Holdings as of — VBR: May 31, 2026 (Vanguard); VO: May 31, 2026 (Vanguard). Refreshed monthly. Overlap is measured across each fund’s largest holdings (top 50); the diffuse long tail barely moves the math.
See this for YOUR whole portfolio, free →VBR vs VO — FAQ
- How much do VBR and VO overlap?
- VBR and VO overlap by approximately 0% measured by portfolio weight — that is the share of the smaller fund's holdings (by weight) that also sit inside the other. 0 of VBR's 10 largest holdings are also held by VO. They share 0 of their listed top holdings in total.
- Is it redundant to hold both VBR and VO?
- Because they hold almost none of the same securities — they are complementary, not redundant, holding both is not redundant — each fund covers largely different holdings, so together they broaden your exposure. A 50/50 blend has an effective 990 positions and a A diversification grade.

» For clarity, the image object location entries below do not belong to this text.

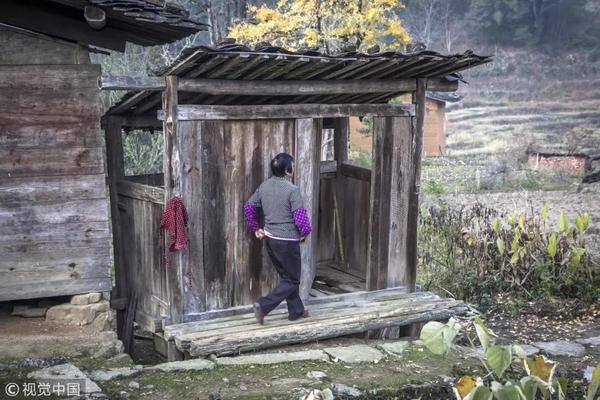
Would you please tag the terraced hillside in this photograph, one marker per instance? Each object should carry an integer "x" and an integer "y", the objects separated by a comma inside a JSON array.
[{"x": 527, "y": 99}]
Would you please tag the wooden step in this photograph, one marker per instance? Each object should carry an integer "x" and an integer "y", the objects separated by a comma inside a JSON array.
[{"x": 233, "y": 334}]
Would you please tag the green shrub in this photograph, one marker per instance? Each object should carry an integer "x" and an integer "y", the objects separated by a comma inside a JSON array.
[
  {"x": 143, "y": 152},
  {"x": 474, "y": 254}
]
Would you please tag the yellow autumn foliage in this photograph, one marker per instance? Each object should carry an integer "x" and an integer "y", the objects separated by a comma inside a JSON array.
[{"x": 325, "y": 24}]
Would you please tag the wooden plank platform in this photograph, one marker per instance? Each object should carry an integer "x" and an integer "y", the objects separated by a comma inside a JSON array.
[{"x": 343, "y": 315}]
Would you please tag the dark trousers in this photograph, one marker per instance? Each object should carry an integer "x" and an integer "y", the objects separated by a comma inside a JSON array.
[{"x": 285, "y": 257}]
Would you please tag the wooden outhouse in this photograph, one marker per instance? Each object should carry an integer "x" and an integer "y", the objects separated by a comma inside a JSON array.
[
  {"x": 224, "y": 113},
  {"x": 54, "y": 220},
  {"x": 434, "y": 128}
]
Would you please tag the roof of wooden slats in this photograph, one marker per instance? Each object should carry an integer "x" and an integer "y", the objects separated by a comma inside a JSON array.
[
  {"x": 237, "y": 62},
  {"x": 144, "y": 22}
]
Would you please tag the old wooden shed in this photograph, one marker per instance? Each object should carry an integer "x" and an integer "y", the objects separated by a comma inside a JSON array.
[
  {"x": 224, "y": 113},
  {"x": 54, "y": 224}
]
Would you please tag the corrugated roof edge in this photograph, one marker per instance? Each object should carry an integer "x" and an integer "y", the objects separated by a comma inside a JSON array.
[{"x": 275, "y": 50}]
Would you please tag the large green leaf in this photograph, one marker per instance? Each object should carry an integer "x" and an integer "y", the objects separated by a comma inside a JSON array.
[
  {"x": 483, "y": 334},
  {"x": 509, "y": 392},
  {"x": 552, "y": 245},
  {"x": 480, "y": 393},
  {"x": 563, "y": 222},
  {"x": 529, "y": 387},
  {"x": 499, "y": 358},
  {"x": 594, "y": 384},
  {"x": 545, "y": 212},
  {"x": 561, "y": 388},
  {"x": 438, "y": 337},
  {"x": 501, "y": 246},
  {"x": 582, "y": 221}
]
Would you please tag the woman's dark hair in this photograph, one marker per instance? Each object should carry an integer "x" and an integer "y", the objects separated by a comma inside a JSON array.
[{"x": 281, "y": 164}]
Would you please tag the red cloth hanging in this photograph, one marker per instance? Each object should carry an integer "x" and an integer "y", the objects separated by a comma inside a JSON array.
[{"x": 174, "y": 220}]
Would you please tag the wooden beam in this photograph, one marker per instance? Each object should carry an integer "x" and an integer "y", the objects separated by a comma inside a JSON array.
[
  {"x": 287, "y": 88},
  {"x": 116, "y": 171},
  {"x": 327, "y": 167},
  {"x": 141, "y": 192},
  {"x": 275, "y": 87},
  {"x": 131, "y": 83},
  {"x": 341, "y": 139},
  {"x": 308, "y": 156},
  {"x": 394, "y": 201},
  {"x": 169, "y": 105},
  {"x": 197, "y": 320},
  {"x": 197, "y": 112},
  {"x": 355, "y": 172}
]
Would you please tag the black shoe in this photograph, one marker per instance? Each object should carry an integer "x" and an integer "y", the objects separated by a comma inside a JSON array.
[
  {"x": 259, "y": 314},
  {"x": 303, "y": 315}
]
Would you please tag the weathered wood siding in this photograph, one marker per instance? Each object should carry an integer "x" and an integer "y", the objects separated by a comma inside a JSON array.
[
  {"x": 20, "y": 47},
  {"x": 434, "y": 135},
  {"x": 142, "y": 246},
  {"x": 353, "y": 203},
  {"x": 54, "y": 237},
  {"x": 217, "y": 167}
]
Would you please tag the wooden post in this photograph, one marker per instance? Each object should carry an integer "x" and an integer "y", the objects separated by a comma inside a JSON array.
[
  {"x": 308, "y": 161},
  {"x": 171, "y": 187},
  {"x": 341, "y": 137},
  {"x": 116, "y": 172},
  {"x": 341, "y": 132},
  {"x": 397, "y": 146}
]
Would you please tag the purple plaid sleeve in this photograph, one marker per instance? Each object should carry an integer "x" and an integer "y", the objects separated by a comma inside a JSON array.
[
  {"x": 251, "y": 217},
  {"x": 302, "y": 221}
]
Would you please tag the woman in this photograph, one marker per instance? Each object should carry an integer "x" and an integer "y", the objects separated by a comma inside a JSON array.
[{"x": 286, "y": 225}]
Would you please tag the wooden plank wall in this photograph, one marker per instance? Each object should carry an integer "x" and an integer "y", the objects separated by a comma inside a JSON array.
[
  {"x": 217, "y": 167},
  {"x": 353, "y": 203},
  {"x": 54, "y": 237},
  {"x": 143, "y": 257}
]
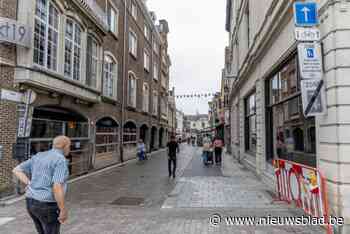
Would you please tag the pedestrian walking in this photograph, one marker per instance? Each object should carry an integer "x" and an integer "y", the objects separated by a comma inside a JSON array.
[
  {"x": 141, "y": 150},
  {"x": 45, "y": 176},
  {"x": 218, "y": 144},
  {"x": 173, "y": 148},
  {"x": 206, "y": 150}
]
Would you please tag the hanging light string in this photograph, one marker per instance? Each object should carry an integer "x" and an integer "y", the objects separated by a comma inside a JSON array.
[{"x": 196, "y": 95}]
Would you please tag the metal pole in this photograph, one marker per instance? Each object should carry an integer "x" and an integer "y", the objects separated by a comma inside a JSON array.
[{"x": 123, "y": 84}]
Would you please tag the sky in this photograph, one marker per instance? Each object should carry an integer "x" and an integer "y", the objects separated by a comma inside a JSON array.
[{"x": 197, "y": 41}]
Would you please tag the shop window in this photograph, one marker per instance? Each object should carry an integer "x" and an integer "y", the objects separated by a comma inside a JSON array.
[
  {"x": 132, "y": 91},
  {"x": 250, "y": 124},
  {"x": 92, "y": 62},
  {"x": 72, "y": 50},
  {"x": 46, "y": 29},
  {"x": 129, "y": 134},
  {"x": 290, "y": 135},
  {"x": 107, "y": 137},
  {"x": 145, "y": 101}
]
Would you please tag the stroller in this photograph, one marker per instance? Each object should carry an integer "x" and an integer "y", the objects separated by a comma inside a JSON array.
[{"x": 208, "y": 157}]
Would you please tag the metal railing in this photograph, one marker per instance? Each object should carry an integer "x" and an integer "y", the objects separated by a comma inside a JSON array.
[{"x": 96, "y": 10}]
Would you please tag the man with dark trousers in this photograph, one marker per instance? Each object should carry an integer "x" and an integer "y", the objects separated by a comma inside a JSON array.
[{"x": 173, "y": 148}]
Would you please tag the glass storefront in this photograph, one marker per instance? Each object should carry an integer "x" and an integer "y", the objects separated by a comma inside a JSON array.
[
  {"x": 49, "y": 122},
  {"x": 290, "y": 135},
  {"x": 107, "y": 143},
  {"x": 250, "y": 124}
]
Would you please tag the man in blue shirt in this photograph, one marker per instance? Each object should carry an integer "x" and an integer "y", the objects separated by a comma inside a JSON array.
[{"x": 45, "y": 176}]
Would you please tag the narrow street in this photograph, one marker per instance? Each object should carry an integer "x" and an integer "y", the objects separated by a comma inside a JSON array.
[{"x": 140, "y": 198}]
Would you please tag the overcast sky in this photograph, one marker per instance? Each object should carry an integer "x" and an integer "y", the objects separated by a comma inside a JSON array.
[{"x": 197, "y": 42}]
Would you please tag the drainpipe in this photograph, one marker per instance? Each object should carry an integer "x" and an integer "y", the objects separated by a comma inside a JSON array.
[{"x": 123, "y": 82}]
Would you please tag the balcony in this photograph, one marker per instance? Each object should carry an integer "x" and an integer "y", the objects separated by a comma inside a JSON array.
[{"x": 95, "y": 10}]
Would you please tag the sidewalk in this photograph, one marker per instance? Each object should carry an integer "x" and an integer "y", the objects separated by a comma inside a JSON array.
[{"x": 163, "y": 205}]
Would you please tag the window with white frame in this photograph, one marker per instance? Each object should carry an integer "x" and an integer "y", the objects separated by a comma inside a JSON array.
[
  {"x": 46, "y": 34},
  {"x": 72, "y": 50},
  {"x": 110, "y": 77},
  {"x": 92, "y": 62},
  {"x": 155, "y": 71},
  {"x": 145, "y": 94},
  {"x": 113, "y": 16},
  {"x": 155, "y": 103},
  {"x": 147, "y": 32},
  {"x": 146, "y": 60},
  {"x": 155, "y": 47},
  {"x": 134, "y": 10},
  {"x": 133, "y": 43},
  {"x": 132, "y": 87}
]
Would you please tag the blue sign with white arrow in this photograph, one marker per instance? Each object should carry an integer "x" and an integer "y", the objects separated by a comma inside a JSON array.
[{"x": 305, "y": 14}]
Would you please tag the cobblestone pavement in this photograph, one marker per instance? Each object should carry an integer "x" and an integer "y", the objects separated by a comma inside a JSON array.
[{"x": 168, "y": 206}]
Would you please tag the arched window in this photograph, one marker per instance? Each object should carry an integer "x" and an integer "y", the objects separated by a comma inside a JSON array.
[
  {"x": 46, "y": 34},
  {"x": 72, "y": 50},
  {"x": 92, "y": 61},
  {"x": 145, "y": 93},
  {"x": 155, "y": 103},
  {"x": 110, "y": 77},
  {"x": 132, "y": 87}
]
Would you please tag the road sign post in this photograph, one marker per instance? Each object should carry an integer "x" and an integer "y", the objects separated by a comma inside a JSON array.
[{"x": 305, "y": 14}]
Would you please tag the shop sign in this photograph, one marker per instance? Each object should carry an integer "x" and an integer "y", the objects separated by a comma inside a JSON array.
[
  {"x": 307, "y": 34},
  {"x": 310, "y": 60},
  {"x": 24, "y": 124},
  {"x": 313, "y": 97},
  {"x": 10, "y": 95},
  {"x": 14, "y": 32},
  {"x": 305, "y": 14}
]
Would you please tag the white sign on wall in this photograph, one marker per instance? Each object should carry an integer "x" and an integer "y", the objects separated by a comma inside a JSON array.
[
  {"x": 307, "y": 34},
  {"x": 308, "y": 90},
  {"x": 310, "y": 60},
  {"x": 10, "y": 95},
  {"x": 14, "y": 32}
]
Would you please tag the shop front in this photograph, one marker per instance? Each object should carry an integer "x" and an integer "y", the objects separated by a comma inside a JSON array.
[
  {"x": 290, "y": 135},
  {"x": 51, "y": 121},
  {"x": 106, "y": 143}
]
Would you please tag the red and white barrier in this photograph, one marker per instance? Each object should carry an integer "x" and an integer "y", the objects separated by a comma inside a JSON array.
[{"x": 304, "y": 186}]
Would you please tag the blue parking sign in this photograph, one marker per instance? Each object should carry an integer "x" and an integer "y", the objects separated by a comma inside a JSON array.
[{"x": 305, "y": 14}]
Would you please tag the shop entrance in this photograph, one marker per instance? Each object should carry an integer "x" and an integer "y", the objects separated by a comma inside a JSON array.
[{"x": 51, "y": 121}]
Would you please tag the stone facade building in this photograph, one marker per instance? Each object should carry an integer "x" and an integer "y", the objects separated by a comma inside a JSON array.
[
  {"x": 100, "y": 71},
  {"x": 265, "y": 98}
]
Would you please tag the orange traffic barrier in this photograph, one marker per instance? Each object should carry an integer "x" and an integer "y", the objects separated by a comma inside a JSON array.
[{"x": 305, "y": 187}]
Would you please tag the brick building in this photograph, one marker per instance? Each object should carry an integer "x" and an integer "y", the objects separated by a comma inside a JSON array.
[
  {"x": 100, "y": 71},
  {"x": 265, "y": 99}
]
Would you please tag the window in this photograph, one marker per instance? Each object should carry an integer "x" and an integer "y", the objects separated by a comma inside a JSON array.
[
  {"x": 110, "y": 77},
  {"x": 155, "y": 71},
  {"x": 147, "y": 32},
  {"x": 250, "y": 124},
  {"x": 134, "y": 10},
  {"x": 290, "y": 135},
  {"x": 145, "y": 93},
  {"x": 133, "y": 43},
  {"x": 72, "y": 51},
  {"x": 155, "y": 47},
  {"x": 132, "y": 91},
  {"x": 113, "y": 20},
  {"x": 46, "y": 34},
  {"x": 146, "y": 60},
  {"x": 155, "y": 103},
  {"x": 92, "y": 62}
]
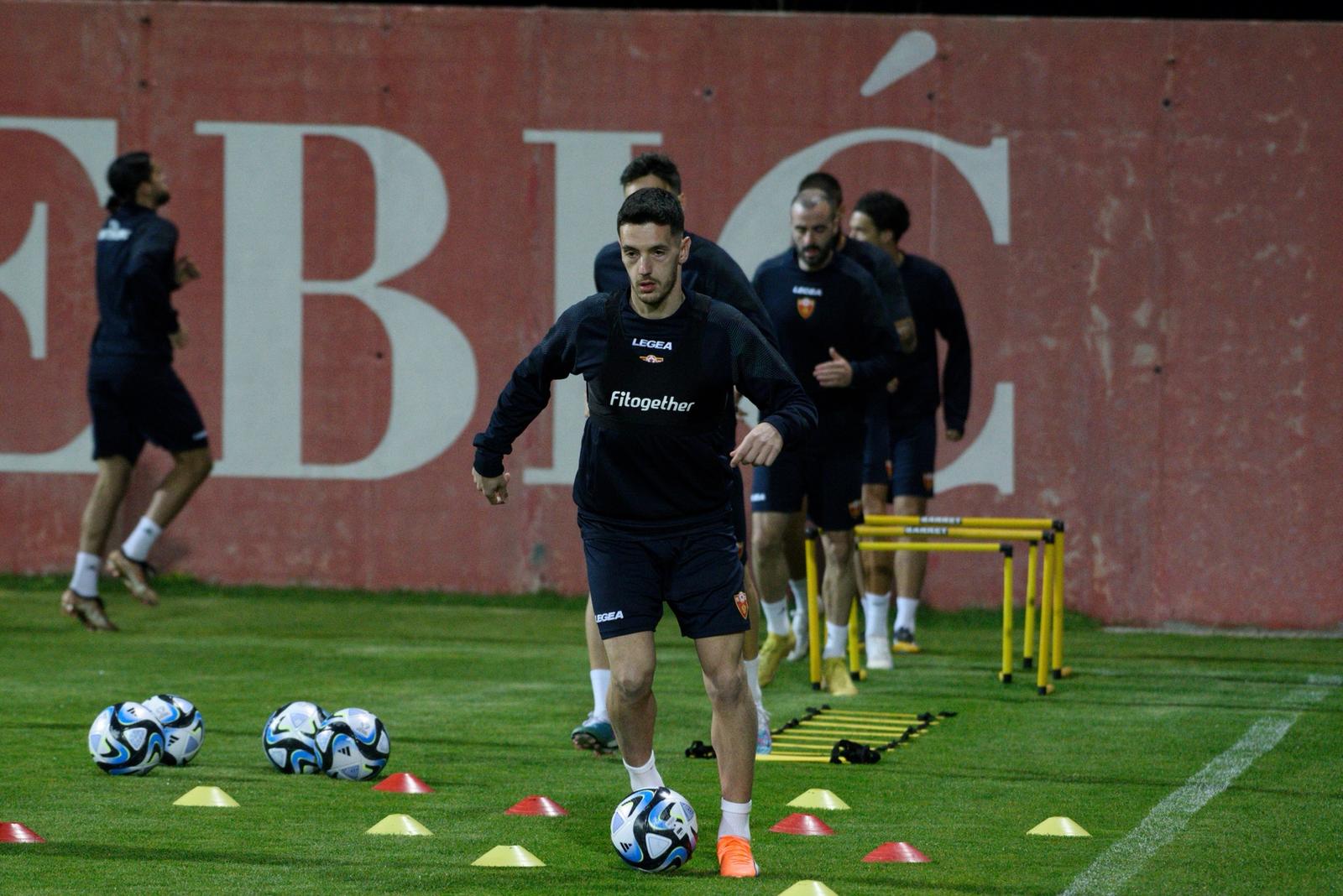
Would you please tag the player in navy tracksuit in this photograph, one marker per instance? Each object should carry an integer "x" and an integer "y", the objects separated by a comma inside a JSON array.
[
  {"x": 133, "y": 392},
  {"x": 839, "y": 342},
  {"x": 655, "y": 482},
  {"x": 901, "y": 427},
  {"x": 708, "y": 271}
]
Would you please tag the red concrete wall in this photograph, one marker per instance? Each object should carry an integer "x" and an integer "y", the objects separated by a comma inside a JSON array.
[{"x": 1161, "y": 284}]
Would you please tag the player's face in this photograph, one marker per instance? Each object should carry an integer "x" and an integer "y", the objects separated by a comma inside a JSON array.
[
  {"x": 653, "y": 259},
  {"x": 814, "y": 232}
]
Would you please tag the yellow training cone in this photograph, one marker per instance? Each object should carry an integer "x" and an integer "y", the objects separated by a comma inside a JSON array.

- What does VO hold that VBR doesn't?
- VO's largest holdings that VBR doesn't hold include STX, WDC, VRT, PWR, HWM. Its category is US mid-cap, versus VBR's US small-cap value.
- Which is more concentrated, VBR or VO?
- VBR's top 10 holdings are 30% of its listed weight; VO's are 31%. The more concentrated fund leans harder on its largest names.